缺失值和行
Missing Values and Rows
如果这是一个重复的问题,我深表歉意,我似乎找不到类似的东西。
我有一些正在清理的数据,我需要填充缺失值。数据看起来像这样,下面是 dput。打印中删除了小数,但包含在 dput 中。
> print(tbl_df(df), n=26)
# A tibble: 26 x 6
Year Trial Group1 Group2 Group3 Group4
<chr> <dbl> <dbl> <dbl> <dbl> <dbl>
1 Year1 2 346588. 156266 34806. NA
2 Year1 3 342573 NA 34652. 292001.
3 Year1 5 286285. 129257. 29645. 252786.
4 Year1 7 234410. NA 24536. NA
5 Year1 9 184733. 82944. NA 170653
6 Year1 10 NA 81419. 19461 167273.
7 Year1 11 169620. 74688. 18065 155442
8 Year1 14 107652 48381. 11941. 100076
9 Year1 15 88440 39807 10123. 83137
10 Year1 17 NA 31608 7926 64551.
11 Year1 18 63622 29236 7444. 58848.
12 Year1 22 14143. 6366. 1683. 10889.
13 Year2 22 279904 102271 28221. 138804.
14 Year2 25 200386 78628. 21942 NA
15 Year2 26 157182. NA 18099. 91963.
16 Year2 28 121122. 54538 14532. 76422
17 Year2 30 25899. 16773 489. NA
18 Year2 32 112091. 51219. 11298. 71655.
19 Year2 33 108756 49311. 10589. 70167
20 Year2 34 NA 49127. NA 69195.
21 Year2 36 104827 42651. 8568. 63580.
22 Year2 38 44849 14114 2302. 11652
23 Year2 40 104407. 42545 6240 63318.
24 Year2 41 99059. 38423 6766. 58017
25 Year2 42 NA 40432. NA 57932.
26 Year2 44 49119. 8796. 4769. 11233.
dput(df)
structure(list(Year = c("Year1", "Year1", "Year1", "Year1", "Year1",
"Year1", "Year1", "Year1", "Year1", "Year1", "Year1", "Year1",
"Year2", "Year2", "Year2", "Year2", "Year2", "Year2", "Year2",
"Year2", "Year2", "Year2", "Year2", "Year2", "Year2", "Year2"

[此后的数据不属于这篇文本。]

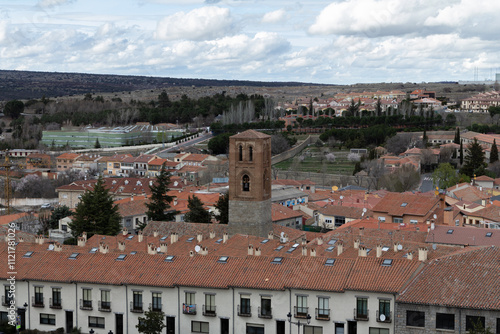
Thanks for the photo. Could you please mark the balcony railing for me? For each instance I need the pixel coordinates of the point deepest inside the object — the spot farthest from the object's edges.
(156, 307)
(245, 311)
(387, 316)
(361, 314)
(104, 306)
(209, 310)
(86, 305)
(55, 303)
(266, 313)
(136, 307)
(38, 302)
(300, 312)
(322, 314)
(189, 308)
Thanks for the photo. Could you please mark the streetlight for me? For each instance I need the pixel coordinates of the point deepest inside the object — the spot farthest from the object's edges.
(298, 323)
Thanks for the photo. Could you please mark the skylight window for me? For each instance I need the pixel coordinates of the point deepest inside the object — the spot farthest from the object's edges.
(329, 262)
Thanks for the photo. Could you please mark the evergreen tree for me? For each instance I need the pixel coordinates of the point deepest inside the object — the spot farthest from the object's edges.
(159, 204)
(222, 206)
(197, 213)
(474, 160)
(96, 213)
(494, 152)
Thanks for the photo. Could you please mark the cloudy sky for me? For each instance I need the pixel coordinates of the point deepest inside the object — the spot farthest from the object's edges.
(320, 41)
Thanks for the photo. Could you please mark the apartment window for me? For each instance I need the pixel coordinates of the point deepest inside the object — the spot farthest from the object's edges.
(445, 321)
(97, 322)
(199, 327)
(473, 322)
(56, 297)
(313, 330)
(156, 297)
(415, 318)
(47, 319)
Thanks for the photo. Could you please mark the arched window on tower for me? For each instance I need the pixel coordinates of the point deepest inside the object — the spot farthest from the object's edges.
(246, 183)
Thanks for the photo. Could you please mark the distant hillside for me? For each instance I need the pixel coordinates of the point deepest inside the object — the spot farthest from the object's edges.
(35, 85)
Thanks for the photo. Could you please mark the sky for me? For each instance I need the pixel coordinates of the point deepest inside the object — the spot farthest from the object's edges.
(314, 41)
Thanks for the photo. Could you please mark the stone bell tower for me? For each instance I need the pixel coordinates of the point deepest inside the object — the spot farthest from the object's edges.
(250, 183)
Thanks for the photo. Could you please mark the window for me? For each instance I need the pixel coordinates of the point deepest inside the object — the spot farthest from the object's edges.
(445, 321)
(47, 319)
(105, 299)
(313, 330)
(156, 297)
(245, 305)
(246, 183)
(361, 308)
(302, 308)
(199, 327)
(56, 297)
(97, 322)
(415, 318)
(474, 321)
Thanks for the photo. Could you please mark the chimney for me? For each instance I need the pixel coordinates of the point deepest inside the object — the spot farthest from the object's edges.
(103, 248)
(151, 249)
(340, 248)
(362, 251)
(258, 251)
(81, 242)
(422, 254)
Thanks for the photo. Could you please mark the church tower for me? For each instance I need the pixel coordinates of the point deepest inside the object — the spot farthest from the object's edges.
(250, 183)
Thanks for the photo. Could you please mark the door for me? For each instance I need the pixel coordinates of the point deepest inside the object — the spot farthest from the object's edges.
(224, 326)
(170, 325)
(119, 323)
(69, 321)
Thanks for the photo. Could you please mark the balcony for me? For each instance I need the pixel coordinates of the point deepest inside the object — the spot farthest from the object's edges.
(86, 305)
(189, 308)
(322, 314)
(37, 302)
(104, 306)
(136, 307)
(245, 311)
(156, 307)
(266, 312)
(209, 310)
(55, 303)
(386, 316)
(360, 314)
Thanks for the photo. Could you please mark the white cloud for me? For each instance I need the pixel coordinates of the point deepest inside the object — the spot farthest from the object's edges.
(199, 24)
(274, 17)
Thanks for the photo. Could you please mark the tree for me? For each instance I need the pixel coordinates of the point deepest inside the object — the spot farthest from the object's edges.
(151, 323)
(159, 204)
(222, 207)
(96, 213)
(494, 152)
(474, 160)
(445, 176)
(197, 213)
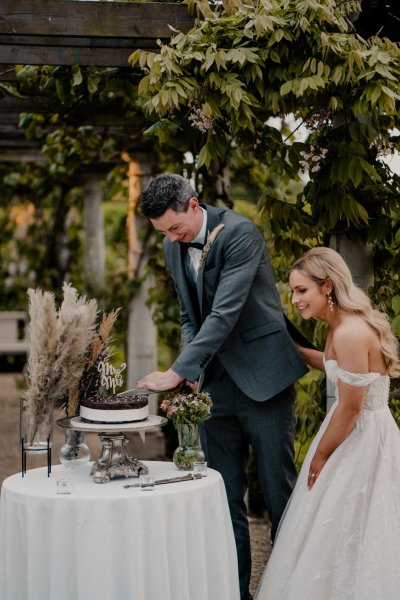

), Trial = c(2, 3, 5, 7, 9, 10, 11, 14, 15, 17, 18, 22, 22, 25,
26, 28, 30, 32, 33, 34, 36, 38, 40, 41, 42, 44), Group1 = c(346587.6667,
342573, 286285.3333, 234409.6667, 184733.3333, NA, 169620.3333,
107652, 88440, NA, 63622, 14143.33333, 279904, 200386, 157182.3333,
121122.3333, 25899.33333, 112090.6667, 108756, NA, 104827, 44849,
104407.3333, 99058.66667, NA, 49119.33333), Group2 = c(156266,
NA, 129257.3333, NA, 82943.66667, 81419.33333, 74688.33333, 48381.33333,
39807, 31608, 29236, 6365.666667, 102271, 78628.33333, NA, 54538,
16773, 51218.66667, 49311.33333, 49127.33333, 42650.66667, 14114,
42545, 38423, 40432.33333, 8795.666667), Group3 = c(34805.66667,
34651.66667, 29644.66667, 24535.66667, NA, 19461, 18065, 11941.33333,
10123.33333, 7926, 7444.333333, 1683.333333, 28221.33333, 21942,
18099.33333, 14532.33333, 489.3333333, 11297.66667, 10588.66667,
NA, 8567.666667, 2302.333333, 6240, 6765.666667, NA, 4769.333333
), Group4 = c(NA, 292000.6667, 252785.6667, NA, 170653, 167273.3333,
155442, 100076, 83137, 64551.33333, 58847.66667, 10888.66667,
138803.6667, NA, 91963.33333, 76422, NA, 71655.33333, 70167,
69195.33333, 63579.66667, 11652, 63317.66667, 58017, 57932.33333,
11232.66667)), class = c("spec_tbl_df", "tbl_df", "tbl", "data.frame"
), row.names = c(NA, -26L), spec = structure(list(cols = list(
Year = structure(list(), class = c("collector_character",
"collector")), Trial = structure(list(), class = c("collector_double",
"collector")), Group1 = structure(list(), class = c("collector_double",
"collector")), Group2 = structure(list(), class = c("collector_double",
"collector")), Group3 = structure(list(), class = c("collector_double",
"collector")), Group4 = structure(list(), class = c("collector_double",
"collector"))), default = structure(list(), class = c("collector_guess",
"collector")), skip = 1L), class = "col_spec"))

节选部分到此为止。